And thanks to Lisa W for letting me know that she'd just read Henrietta's War and thought it "a terrific little book". For all of us who hope Bloomsbury will in due course publish the second volume, Henrietta sees it through, remember we can contact them and tell them how much we've enjoyed the first one and ask them for the second!
I'd like to acknowledge that the link I provided was brought to my attention by Dave "Steampunk" S******, a respected young colleague of mine.
Posted by: Dark Puss | 24 July 2009 at 09:02 AM
My copy of Henrietta's War arrived yesterday (after caving earlier this week) and I am very excited about reading it.
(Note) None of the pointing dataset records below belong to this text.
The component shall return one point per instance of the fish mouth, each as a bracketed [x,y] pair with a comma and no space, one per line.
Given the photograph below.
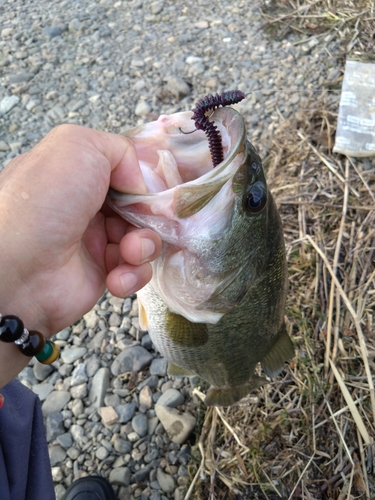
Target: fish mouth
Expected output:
[177,165]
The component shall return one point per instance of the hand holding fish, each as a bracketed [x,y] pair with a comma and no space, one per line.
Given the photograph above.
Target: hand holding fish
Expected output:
[61,246]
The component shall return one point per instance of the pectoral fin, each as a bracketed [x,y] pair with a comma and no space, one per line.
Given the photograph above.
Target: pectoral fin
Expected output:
[143,321]
[185,333]
[177,371]
[229,396]
[281,351]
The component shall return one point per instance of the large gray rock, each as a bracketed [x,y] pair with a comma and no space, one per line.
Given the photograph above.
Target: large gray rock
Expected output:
[100,384]
[120,476]
[125,412]
[54,426]
[43,390]
[171,398]
[68,356]
[178,425]
[166,481]
[79,375]
[55,402]
[132,359]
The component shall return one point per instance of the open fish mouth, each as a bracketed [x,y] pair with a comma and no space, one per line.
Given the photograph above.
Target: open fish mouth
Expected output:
[177,167]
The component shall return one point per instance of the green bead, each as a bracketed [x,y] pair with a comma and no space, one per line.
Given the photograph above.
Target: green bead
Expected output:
[49,353]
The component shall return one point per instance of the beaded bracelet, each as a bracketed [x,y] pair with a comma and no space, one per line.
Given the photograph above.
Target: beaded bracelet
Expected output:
[30,343]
Posted by: Claire (Paperback Reader) | 24 July 2009 at 11:46 AM
Are you a speleologist? :-)
Posted by: Dark Puss | 24 July 2009 at 12:28 PM
In general, I do think that Altered Books are WRONG. I don't like to see books ever destroyed or defaced or in any way rendered unreadable. Its not the thing itself that matters, its the power of the words within, and if those are hidden or cut out then something very precious indeed has gone.
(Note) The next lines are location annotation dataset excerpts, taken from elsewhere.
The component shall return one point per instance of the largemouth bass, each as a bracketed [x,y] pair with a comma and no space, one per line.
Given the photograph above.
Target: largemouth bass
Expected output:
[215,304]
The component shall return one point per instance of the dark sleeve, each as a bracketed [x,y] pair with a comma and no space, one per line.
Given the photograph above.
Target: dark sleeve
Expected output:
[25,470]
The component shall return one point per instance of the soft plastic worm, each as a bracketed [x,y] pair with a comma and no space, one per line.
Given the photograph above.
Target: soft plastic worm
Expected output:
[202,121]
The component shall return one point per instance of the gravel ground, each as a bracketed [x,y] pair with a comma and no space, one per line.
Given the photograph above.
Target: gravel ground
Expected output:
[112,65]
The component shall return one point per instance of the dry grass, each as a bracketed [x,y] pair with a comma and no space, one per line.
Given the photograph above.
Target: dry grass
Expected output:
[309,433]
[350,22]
But those are possibly the most beautiful altered books I have ever seen. I do like the way that he has worked with the illustrations and words of the original text. But still... No, I can't condone it. I just can't.
Posted by: Ros | 25 July 2009 at 12:38 PM
Most bookdealers spend a portion of the week throwing out the books the public can't bear to see die - we get to put the over-produced, outdated, the damaged and the simply unsaleable out of their misery! I know charity shops skip an awful lot of unsaleable books too. I think Brian Dettmer's wonderful Book Autopsies are preferable to me ripping the boards off and chucking them in the recycling!
Seriously - how many 1926 dictionaries, for example, does the world really want? or 1950s school atlases? or Doctor and nurse romances from the 1970s? A few collectors will exist for any book you name but the world doesn't need the whole print run retaining for posterity!
Obviously you should check a book's value and rarity before taking a craft knife to it, but this is otherwise a great re-use and not wrong at all.